A Dream With A Baseball Player ponders her crush on one of the Atlanta Braves (reportedly outfielder Ronald Acuña Jr.) and what it might say about her emotional state to pine for someone she’s never met: when she sings, “There’s so much going on, my grandmother’s dead,” it almost has the impact of a grim punchline. That’s one of the sad songs. Half Of Me, a demo she recorded at her desk at home, hinges on the realisation that “if you’re not around, I’m missing a whole half of me”. It sounds like she’s holding back tears, as though she understands the precarity of being in love, how it changes you irreparably, how it can turn your lonely independence into lonely dependence. It’s one of the happy songs.

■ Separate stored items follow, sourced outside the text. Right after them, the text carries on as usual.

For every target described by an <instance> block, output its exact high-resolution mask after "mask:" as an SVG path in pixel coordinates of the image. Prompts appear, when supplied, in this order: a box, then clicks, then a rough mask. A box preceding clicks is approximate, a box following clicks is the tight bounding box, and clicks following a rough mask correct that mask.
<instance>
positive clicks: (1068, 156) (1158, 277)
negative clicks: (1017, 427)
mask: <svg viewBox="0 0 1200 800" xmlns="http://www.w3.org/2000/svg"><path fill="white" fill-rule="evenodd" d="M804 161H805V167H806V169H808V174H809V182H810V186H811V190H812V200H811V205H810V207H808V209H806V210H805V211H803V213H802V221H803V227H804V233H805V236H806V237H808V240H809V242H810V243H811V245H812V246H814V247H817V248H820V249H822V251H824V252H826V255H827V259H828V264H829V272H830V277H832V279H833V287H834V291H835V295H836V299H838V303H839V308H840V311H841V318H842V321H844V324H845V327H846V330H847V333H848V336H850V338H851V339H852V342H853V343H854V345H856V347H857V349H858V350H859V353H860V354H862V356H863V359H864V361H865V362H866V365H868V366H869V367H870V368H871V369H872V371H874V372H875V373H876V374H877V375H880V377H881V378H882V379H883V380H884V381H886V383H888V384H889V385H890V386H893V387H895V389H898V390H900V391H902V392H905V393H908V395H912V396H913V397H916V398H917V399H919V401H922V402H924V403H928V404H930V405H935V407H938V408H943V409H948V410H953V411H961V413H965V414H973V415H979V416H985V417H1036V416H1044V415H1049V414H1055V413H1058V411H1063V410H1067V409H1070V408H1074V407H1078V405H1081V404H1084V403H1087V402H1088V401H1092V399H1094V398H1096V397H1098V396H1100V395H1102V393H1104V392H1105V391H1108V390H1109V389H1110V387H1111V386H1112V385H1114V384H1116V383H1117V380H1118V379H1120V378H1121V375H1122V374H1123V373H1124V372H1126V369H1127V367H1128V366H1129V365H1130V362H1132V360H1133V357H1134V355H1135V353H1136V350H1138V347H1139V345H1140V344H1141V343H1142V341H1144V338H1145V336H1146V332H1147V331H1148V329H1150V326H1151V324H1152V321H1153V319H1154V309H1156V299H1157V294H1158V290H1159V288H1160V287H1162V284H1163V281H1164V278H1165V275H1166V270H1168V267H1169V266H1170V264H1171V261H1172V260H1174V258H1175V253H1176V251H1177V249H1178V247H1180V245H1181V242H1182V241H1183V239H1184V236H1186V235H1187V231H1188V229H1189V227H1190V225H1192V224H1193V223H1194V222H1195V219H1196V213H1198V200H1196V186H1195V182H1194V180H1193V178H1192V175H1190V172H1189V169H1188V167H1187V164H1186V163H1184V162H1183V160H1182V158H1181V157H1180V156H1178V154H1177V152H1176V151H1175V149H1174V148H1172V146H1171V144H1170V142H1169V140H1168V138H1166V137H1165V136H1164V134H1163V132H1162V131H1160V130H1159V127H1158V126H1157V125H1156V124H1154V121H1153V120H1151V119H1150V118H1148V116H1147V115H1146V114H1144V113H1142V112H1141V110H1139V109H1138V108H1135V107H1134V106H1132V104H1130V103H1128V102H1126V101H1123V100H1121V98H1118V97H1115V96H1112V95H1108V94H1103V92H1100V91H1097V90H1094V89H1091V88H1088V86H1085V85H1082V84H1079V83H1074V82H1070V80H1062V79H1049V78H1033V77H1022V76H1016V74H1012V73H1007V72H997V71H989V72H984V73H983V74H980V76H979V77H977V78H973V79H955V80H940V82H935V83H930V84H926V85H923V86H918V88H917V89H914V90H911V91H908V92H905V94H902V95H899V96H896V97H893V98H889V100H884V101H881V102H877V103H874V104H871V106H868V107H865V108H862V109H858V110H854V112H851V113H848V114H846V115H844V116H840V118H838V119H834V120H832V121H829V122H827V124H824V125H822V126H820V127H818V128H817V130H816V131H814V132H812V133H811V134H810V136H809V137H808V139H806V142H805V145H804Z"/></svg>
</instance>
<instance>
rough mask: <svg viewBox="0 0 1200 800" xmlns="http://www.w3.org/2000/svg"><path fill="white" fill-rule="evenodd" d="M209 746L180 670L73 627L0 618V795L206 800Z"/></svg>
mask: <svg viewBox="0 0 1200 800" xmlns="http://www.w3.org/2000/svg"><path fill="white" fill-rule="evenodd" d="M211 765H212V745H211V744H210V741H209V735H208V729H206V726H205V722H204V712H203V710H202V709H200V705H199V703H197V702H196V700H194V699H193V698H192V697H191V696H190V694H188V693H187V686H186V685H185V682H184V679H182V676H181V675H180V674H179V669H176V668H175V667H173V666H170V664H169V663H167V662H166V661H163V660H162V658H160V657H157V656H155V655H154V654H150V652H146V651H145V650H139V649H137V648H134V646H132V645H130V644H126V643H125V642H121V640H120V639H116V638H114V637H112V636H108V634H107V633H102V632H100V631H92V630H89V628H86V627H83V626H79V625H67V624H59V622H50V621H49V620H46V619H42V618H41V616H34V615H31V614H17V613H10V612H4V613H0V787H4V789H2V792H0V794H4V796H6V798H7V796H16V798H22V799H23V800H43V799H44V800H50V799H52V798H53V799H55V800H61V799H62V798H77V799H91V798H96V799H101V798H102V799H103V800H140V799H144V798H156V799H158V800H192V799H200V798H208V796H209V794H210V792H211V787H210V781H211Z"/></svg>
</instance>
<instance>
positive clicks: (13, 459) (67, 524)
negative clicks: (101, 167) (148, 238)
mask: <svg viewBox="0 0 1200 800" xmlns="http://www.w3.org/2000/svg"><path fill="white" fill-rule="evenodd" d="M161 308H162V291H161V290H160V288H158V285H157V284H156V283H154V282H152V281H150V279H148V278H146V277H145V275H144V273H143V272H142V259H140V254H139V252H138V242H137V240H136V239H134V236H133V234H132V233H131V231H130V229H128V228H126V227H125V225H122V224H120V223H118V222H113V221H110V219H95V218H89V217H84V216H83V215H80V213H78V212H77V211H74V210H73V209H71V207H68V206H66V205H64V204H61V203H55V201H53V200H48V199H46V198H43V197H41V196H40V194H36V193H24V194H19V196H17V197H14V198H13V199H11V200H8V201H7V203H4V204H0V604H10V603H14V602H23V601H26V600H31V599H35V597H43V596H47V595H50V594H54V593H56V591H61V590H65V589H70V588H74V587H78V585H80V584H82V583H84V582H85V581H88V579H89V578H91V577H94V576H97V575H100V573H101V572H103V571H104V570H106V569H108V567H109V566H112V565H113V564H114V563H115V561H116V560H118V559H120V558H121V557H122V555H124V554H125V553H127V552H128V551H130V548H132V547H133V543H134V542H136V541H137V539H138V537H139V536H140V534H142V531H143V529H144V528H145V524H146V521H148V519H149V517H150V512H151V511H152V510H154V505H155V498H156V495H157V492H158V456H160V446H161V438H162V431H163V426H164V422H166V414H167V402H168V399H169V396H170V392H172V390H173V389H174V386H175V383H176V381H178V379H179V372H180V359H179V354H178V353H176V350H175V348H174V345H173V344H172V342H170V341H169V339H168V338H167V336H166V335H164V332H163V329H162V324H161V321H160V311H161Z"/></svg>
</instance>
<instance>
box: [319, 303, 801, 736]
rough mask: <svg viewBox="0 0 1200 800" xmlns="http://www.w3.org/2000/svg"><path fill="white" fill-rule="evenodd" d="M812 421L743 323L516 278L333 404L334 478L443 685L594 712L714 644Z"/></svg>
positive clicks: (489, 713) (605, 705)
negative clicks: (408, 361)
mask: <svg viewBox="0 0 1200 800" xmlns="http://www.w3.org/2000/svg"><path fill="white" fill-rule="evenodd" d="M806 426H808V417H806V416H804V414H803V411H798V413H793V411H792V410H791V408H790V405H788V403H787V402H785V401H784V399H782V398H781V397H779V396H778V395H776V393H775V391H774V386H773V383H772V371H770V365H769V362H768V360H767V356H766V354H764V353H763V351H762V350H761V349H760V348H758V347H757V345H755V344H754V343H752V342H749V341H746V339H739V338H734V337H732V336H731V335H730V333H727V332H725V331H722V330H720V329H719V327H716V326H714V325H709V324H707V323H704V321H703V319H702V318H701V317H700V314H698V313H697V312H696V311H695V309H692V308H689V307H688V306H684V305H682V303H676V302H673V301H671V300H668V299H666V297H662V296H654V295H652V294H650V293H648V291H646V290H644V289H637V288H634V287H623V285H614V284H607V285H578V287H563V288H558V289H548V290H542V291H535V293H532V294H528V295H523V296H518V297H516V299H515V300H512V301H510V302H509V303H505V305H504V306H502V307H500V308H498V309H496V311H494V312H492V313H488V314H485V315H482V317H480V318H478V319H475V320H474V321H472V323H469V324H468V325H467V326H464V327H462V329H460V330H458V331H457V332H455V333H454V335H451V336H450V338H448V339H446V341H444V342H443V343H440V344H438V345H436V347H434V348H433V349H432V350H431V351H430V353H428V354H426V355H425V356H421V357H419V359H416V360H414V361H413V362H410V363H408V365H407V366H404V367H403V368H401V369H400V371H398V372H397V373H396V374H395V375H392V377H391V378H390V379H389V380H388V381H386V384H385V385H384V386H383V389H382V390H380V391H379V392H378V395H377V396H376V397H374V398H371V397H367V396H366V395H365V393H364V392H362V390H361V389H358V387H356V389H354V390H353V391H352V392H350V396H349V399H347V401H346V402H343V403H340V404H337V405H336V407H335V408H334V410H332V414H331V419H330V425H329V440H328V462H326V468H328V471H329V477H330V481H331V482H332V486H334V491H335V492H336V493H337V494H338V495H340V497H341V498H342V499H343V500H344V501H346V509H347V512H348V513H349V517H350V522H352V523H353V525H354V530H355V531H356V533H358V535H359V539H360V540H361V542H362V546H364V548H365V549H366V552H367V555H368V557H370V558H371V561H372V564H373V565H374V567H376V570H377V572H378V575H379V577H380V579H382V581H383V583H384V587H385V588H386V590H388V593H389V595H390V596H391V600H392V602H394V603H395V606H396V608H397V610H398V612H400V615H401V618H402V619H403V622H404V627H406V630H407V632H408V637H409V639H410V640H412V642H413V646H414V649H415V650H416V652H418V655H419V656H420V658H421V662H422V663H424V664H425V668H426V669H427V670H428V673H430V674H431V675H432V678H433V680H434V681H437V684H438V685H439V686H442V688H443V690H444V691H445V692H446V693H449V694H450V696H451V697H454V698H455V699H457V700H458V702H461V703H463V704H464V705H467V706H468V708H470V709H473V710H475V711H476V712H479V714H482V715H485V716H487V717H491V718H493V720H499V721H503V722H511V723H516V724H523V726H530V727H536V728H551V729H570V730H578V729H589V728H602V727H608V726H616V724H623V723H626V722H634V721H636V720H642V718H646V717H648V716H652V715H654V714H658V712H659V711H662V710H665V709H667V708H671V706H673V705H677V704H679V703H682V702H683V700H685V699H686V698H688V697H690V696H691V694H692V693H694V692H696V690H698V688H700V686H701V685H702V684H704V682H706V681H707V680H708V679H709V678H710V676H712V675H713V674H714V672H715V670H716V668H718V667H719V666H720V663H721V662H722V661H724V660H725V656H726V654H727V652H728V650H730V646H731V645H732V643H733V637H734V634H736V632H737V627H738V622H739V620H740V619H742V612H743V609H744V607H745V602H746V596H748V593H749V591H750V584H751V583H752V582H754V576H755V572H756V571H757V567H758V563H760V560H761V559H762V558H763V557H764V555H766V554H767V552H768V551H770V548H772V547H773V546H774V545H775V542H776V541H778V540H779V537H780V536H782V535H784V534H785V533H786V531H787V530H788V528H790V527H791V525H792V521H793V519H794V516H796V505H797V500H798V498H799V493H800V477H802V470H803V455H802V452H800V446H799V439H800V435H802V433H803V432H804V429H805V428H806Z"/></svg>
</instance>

Even the tender love song In A Good Way has a kind of poignant romantic fatalism, as she understands that this overwhelming joy will gradually fade. That impermanence, however, makes it all the more precious, as does her intuition that she often gets in the way of her own happiness: “I didn’t know that you were right in front of me, until I looked out”. Kind Of is another conflicted love song, hinging on the line, “I don’t feel this kind of type of way”. She dips into her lower register on those first words, as though pulling you closer to confess some dark secret. Instead of winding the song down, she repeats that line over and over and over, worrying the words threadbare and trying to convince herself not to fall in love. With each repetition, Stoessel’s pedal steel creeps gracefully upwards, leading Webster by the hand to a redemptive epiphany. She originally planned to fade the song out over that coda (see Q&A), but ultimately left it intact. So one of the album’s biggest risks became one of its most affecting moments, when it becomes clear that
I Know I’m Funny haha could have been made by no-one else but Faye Webster.